На дворе лужи, серенькое небо глядится, ветер-летник морщит воду меж гривок жирной грязи, в завитерьях уже трава наклюнулась, а на березах грачи развернули свою шумную домовую стройку, ратятся меж собою за добрый отвилок и хворостяную прошлогоднюю шапку. Грустно и странно Любимке. Так рвался к Олисаве и вдруг с охотою спровадил назад родных печищан, как бы обманул их в последнюю минуту, поманился на посулы Елезара и вступил в цареву службу с жалованьем в четыре рубля годовых за клятвою и крестным целованием. Незнаемо, что толковал сокольник Елезар Афанасию Матюшкину, но только ловчий оказался неожиданно благосклонным к молодому парню, сделал уступку и похерил досюльный обычай, ибо в птичьи охотники брали лишь по родове и наследству. Да еще и обещал Матюшкин за белого кречета государеву милость.
А сейчас вот все ждали государя, а больше того Любимко, и сердце у парня часто упадало, зажимало дух. Каков нынче государь? с милостью иль грозою? Может и вон выпроводить, ежли не в духе: повелит, де, ступай-ко, холопишко, прочь, откуда ветром надуло. С год, почитай, не был в престольной, стоял под Ригой, но и из дальних мест не позабывал потешников, слал Афанасию Матюшкину деловые грамотки, даже в боях, за городовыми бронями неотступно помня охотничий регул: «… А будет вам помнитца, что засидятся птицы, иль позабудут добычу, и вам бы Адара и иных, которые поспевают кречеты, пускать в субботу вечером на однова коршака; а будет вам помыслитца, что запускать от субботы в субботу, и тебе б подумать с Васильем и Петром Хомяковым. Как приговорите, так и сделайте: пускать ли до меня иль не пускать, а мне вам указать для того нельзя, ибо долго к вам не буду из походу: теперь кладуся на вас во всем, как лучше, так и делайте. А будет вашим небрежением Адар, или Мурат, или Булат, или
Любит Алексей Михайлович, чтоб хлеб с исподу был не пропечен, отдавал сырым тестом, и лишь ловчему Матюшкину удавался такой походный каравашек.
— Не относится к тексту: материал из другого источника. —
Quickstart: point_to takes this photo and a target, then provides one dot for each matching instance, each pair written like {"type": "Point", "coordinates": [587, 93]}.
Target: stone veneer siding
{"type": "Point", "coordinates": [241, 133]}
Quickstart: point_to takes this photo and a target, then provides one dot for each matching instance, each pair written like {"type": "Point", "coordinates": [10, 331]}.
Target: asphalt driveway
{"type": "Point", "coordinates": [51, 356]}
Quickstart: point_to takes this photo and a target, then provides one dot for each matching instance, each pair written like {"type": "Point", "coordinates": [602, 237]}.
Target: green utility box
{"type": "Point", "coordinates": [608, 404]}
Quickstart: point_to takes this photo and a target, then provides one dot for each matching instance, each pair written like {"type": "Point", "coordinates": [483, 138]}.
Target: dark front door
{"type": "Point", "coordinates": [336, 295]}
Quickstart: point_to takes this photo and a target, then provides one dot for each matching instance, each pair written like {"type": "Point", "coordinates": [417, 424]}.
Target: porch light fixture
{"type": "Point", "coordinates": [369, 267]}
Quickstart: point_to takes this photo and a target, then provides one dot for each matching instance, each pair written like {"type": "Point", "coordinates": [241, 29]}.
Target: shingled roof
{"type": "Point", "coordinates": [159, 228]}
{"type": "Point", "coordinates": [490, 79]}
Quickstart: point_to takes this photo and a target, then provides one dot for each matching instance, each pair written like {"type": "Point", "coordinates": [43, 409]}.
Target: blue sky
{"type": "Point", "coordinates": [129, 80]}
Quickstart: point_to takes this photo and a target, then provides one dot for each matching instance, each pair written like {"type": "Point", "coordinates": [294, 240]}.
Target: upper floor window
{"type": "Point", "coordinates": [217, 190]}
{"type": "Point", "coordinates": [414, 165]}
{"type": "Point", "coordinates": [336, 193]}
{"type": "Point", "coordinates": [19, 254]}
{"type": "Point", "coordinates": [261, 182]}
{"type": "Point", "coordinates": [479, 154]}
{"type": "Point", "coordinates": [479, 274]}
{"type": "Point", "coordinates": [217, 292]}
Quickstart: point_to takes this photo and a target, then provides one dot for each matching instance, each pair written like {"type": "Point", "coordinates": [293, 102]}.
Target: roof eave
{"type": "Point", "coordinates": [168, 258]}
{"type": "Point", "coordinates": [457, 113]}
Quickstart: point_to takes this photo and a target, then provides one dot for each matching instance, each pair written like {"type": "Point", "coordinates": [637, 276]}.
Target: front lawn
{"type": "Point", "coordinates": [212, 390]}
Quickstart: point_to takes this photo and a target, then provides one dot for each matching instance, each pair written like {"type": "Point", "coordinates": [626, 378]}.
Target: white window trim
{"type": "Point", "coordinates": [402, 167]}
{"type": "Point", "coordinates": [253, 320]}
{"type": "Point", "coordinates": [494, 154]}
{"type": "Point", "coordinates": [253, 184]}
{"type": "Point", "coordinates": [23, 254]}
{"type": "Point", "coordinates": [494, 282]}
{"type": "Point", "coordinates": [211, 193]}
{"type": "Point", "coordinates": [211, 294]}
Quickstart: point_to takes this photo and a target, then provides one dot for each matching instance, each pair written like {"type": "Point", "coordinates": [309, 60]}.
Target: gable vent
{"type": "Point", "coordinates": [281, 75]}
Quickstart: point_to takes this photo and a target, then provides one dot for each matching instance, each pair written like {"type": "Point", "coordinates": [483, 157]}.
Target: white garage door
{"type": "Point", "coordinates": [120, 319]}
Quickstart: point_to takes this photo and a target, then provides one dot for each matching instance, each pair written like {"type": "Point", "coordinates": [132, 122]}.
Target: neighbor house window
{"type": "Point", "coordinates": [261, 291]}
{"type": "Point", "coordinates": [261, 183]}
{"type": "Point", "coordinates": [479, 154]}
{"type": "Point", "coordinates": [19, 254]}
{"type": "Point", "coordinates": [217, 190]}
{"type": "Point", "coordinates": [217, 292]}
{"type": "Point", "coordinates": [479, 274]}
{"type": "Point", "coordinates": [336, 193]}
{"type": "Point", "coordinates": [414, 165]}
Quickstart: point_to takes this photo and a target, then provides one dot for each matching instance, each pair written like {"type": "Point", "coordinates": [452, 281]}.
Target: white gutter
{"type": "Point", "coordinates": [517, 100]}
Испереживались охотники, все эти дни готовя птицу к первому полю. Всяк хотел угодить Отцу, потрафить счастливым промыслом в коломенских ухожьях. Случалось же, что кречет, добыв утицу, учнет валяться с ней, рвать черева и, жадно нахватавшись горячих мясов, напившись крови, заленится вдруг и отстанет от дальнейшей потехи. Иной же сокол, своенравный и отбойчивый, взмоет в занебесье, где и острым взглядом птичьего стрелка не отыскать его, и утечет в дальние веси, и тогда в поиски приходится спроваживать во все стороны верховых сокольников и гонцов; но еще обиднее для охотничьего сердца, если при государе сокол не слезает с добычи, не может завершить ставку и смертно мякнуть жертву в зашеек.
Для того и подгадывали кречатники птицу к предстоящему полю, чтобы не осрамиться в глазах государя, доглядывали здоровье челигов, и того сокола, что погадку не скинул, не срыгнул, в поле не брали. Сильных и резвых птиц кормили водяниною и вполсыта, чтобы они не взыграли на охоте, а слабосилых кормили досыта…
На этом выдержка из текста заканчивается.